Enong merupakan salah satu dari sekian banyak anak kecil di dunia ini yang tiba-tiba ditinggal oleh sang ayah tercinta. Hanya saja Enong merupakan segelintir dari mereka yang harus mengambil alih posisi kepala keluarga dan mencari nafkah. Enong terpaksa harus putus sekolah dan membuang jauh-jauh cita-citanya sebagai seorang guru bahasa Inggris. Setelah gagal merantau di Tanjong Pandan akhirnya Enong mengikuti jejak ayahnya, menjadi pendulang timah. Tekad si kecil Enong yang luar biasa telah melewati cobaan dari cemoohan hingga yang paling berat sekalipun termasuk percobaan pembunuhan dalam perebutan timah, tenyata memampukan ia menjadi pendulang timah wanita pertama di Belitong.

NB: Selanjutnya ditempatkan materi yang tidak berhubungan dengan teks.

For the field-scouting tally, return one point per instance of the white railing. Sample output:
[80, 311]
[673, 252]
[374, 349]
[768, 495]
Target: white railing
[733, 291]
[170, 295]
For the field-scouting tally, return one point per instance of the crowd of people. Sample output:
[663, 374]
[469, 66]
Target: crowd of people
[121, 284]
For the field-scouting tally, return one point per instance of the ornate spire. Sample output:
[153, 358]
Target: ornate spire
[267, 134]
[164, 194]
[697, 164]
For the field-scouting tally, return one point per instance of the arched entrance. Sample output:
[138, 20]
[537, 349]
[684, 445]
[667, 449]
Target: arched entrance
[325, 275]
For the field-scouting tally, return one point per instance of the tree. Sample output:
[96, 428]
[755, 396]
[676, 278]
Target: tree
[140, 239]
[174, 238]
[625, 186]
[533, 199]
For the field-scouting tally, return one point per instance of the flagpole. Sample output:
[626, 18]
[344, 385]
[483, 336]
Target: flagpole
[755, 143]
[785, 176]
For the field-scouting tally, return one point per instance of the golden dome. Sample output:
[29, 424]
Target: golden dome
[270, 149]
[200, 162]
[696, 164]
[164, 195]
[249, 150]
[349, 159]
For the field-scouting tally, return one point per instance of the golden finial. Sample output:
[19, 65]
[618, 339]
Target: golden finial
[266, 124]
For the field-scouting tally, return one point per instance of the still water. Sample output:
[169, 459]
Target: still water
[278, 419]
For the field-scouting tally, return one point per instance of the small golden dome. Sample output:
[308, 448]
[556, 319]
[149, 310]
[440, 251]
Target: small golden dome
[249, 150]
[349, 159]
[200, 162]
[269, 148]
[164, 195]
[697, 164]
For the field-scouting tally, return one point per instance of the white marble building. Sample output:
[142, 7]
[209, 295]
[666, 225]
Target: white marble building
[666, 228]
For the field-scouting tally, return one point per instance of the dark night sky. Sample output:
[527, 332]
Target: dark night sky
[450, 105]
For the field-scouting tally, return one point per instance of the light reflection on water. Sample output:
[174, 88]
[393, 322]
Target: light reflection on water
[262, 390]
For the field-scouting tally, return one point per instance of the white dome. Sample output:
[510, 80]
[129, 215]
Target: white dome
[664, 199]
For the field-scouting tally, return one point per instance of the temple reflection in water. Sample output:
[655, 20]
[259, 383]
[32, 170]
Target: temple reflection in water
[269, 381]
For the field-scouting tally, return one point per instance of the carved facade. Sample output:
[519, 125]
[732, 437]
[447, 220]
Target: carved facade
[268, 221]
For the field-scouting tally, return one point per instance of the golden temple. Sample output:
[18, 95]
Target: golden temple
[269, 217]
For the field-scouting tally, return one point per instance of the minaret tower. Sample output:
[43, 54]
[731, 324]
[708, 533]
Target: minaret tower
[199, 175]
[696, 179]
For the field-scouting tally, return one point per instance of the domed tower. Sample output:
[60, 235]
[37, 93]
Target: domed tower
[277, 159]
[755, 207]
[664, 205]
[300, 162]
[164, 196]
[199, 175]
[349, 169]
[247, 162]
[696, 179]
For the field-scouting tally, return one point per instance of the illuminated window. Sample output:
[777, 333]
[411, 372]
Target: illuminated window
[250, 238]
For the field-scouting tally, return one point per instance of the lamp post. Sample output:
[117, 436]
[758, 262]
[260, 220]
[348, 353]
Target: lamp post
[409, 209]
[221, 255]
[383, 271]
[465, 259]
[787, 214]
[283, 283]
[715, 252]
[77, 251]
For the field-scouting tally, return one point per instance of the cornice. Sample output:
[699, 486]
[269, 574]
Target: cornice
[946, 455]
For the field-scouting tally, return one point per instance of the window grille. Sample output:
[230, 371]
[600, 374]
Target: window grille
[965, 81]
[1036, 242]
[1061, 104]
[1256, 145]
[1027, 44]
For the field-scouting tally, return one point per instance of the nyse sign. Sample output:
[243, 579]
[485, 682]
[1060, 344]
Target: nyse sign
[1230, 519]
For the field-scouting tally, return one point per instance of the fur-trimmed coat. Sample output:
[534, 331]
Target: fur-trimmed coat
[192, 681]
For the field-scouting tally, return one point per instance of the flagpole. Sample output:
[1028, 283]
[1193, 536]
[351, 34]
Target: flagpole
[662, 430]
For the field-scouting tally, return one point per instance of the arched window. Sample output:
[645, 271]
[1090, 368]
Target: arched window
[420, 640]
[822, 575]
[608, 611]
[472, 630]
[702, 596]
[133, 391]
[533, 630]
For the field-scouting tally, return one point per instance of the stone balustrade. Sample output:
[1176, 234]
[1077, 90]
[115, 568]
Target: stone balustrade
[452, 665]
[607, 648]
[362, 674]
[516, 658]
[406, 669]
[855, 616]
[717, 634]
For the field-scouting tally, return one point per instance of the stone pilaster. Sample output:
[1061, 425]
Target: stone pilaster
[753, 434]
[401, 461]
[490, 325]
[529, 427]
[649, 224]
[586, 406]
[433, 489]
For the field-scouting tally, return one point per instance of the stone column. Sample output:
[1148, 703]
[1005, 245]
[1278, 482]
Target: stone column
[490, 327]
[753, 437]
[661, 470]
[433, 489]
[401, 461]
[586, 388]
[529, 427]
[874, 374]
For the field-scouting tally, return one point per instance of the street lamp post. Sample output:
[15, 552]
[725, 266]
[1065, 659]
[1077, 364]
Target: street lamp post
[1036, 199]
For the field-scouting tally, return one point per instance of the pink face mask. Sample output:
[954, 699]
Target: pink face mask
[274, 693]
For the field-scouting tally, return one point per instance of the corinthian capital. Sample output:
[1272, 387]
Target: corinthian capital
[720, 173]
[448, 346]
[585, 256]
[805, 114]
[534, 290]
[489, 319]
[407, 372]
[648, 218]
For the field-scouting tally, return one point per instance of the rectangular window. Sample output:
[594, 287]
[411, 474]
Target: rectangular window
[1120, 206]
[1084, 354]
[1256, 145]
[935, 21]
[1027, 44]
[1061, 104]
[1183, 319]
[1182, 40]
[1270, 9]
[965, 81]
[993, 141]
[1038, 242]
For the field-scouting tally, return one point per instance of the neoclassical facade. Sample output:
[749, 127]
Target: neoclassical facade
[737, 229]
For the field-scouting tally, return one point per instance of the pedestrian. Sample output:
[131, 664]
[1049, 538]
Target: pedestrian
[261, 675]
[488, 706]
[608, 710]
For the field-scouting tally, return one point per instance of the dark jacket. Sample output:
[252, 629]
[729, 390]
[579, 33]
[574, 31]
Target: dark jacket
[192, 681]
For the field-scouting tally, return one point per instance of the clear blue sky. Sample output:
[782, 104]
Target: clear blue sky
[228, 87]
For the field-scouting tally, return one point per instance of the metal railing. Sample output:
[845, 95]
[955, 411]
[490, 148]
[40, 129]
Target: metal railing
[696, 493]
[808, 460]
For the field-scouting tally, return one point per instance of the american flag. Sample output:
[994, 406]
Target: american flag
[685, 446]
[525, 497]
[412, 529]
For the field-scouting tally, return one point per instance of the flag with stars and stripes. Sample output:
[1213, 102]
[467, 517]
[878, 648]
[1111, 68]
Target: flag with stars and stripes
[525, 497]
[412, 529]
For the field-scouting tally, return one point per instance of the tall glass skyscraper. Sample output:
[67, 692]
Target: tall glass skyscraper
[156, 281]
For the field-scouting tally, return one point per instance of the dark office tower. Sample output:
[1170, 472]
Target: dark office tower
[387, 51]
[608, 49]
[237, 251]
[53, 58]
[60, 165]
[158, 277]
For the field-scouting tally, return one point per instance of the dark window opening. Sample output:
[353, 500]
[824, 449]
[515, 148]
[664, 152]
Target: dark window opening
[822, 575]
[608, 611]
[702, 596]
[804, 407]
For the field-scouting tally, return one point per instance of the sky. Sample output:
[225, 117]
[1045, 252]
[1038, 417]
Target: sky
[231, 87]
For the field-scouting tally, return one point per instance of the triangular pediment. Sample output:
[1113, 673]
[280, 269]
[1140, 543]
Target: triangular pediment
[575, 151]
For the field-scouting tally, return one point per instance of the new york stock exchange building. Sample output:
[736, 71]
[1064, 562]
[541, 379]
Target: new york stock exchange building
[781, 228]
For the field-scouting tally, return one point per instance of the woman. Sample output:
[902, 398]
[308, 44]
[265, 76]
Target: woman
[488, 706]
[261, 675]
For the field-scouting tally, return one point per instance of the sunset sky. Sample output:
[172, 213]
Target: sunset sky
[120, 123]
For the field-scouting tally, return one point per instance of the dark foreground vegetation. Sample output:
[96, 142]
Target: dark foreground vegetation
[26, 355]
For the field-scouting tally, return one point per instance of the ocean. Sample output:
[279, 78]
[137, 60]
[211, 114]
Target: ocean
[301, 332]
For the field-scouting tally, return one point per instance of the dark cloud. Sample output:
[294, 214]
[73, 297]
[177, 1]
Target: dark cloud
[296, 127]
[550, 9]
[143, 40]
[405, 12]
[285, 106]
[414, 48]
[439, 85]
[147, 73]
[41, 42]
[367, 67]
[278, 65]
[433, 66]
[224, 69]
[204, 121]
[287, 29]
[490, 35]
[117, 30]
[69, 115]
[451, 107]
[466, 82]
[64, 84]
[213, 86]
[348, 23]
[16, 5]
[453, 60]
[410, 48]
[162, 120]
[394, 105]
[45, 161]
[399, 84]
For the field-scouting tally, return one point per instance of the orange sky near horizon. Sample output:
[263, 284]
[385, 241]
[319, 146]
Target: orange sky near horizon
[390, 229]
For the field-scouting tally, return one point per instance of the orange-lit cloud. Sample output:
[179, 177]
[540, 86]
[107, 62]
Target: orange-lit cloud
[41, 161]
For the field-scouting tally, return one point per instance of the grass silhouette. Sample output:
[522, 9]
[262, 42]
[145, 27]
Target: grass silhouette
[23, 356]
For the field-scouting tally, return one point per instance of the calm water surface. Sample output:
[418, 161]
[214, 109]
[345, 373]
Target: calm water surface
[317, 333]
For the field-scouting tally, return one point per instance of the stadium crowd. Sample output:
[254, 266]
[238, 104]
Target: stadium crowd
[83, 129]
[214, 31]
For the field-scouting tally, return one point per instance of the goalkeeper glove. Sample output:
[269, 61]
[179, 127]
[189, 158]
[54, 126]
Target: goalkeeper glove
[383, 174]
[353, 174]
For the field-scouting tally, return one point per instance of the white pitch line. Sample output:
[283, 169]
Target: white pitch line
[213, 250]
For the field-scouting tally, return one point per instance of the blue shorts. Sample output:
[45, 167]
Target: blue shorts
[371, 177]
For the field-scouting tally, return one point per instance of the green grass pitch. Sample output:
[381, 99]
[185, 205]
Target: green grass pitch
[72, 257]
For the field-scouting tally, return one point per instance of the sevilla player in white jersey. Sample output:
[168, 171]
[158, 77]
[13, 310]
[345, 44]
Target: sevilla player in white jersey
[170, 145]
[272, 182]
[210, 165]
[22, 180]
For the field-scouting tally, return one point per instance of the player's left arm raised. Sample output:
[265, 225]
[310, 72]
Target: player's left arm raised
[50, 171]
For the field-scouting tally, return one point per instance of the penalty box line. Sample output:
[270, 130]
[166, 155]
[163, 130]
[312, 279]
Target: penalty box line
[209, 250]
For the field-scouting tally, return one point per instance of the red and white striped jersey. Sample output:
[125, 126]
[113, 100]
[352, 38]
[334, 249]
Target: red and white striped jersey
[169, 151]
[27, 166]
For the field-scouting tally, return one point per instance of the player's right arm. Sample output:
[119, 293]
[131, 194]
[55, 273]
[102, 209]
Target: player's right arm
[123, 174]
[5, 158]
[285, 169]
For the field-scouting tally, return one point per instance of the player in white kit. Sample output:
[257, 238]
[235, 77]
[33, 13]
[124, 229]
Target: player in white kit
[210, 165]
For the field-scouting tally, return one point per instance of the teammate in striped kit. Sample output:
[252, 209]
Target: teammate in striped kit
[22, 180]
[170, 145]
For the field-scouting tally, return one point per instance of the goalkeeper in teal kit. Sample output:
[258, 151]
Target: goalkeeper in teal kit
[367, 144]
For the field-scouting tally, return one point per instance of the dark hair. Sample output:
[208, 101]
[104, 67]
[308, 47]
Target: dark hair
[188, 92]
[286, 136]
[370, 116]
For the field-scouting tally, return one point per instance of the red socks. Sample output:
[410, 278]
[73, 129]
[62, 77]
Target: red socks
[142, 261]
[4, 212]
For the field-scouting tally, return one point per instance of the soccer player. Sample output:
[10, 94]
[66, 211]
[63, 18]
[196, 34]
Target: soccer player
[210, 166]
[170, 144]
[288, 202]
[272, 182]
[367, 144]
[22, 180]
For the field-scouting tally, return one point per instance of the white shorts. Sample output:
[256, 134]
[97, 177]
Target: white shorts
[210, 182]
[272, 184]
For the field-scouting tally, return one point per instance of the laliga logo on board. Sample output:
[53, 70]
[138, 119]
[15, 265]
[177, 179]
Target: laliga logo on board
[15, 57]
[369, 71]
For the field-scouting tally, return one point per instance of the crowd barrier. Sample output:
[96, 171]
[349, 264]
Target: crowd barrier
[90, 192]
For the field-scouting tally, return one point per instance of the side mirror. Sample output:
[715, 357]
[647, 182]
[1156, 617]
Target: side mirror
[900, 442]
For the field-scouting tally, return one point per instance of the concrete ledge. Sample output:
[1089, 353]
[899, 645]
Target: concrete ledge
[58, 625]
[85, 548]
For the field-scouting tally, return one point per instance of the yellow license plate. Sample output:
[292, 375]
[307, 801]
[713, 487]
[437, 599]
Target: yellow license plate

            Di dalam sekuel kedua dwilogi ini, Enong kembali mengalami cobaan. Kali ini ia berjuang untuk menegakkan emansipasi wanita di kampungnya ─dengan bertanding catur. Menjadi seorang wanita tak berpendidikan di sebuah kampung Melayu yang menganut syari’at Islam taat mengenai derajat seorang wanita sampai hukum muhrim membuat hal ini nyaris mustahil. Terlebih lagi Enong harus melawan kenyataan bahwa ia tak pernah memegang bidak catur dan bahwa catur merupakan simbolisasi seorang penghancur hidupnya, ─sang mantan suami.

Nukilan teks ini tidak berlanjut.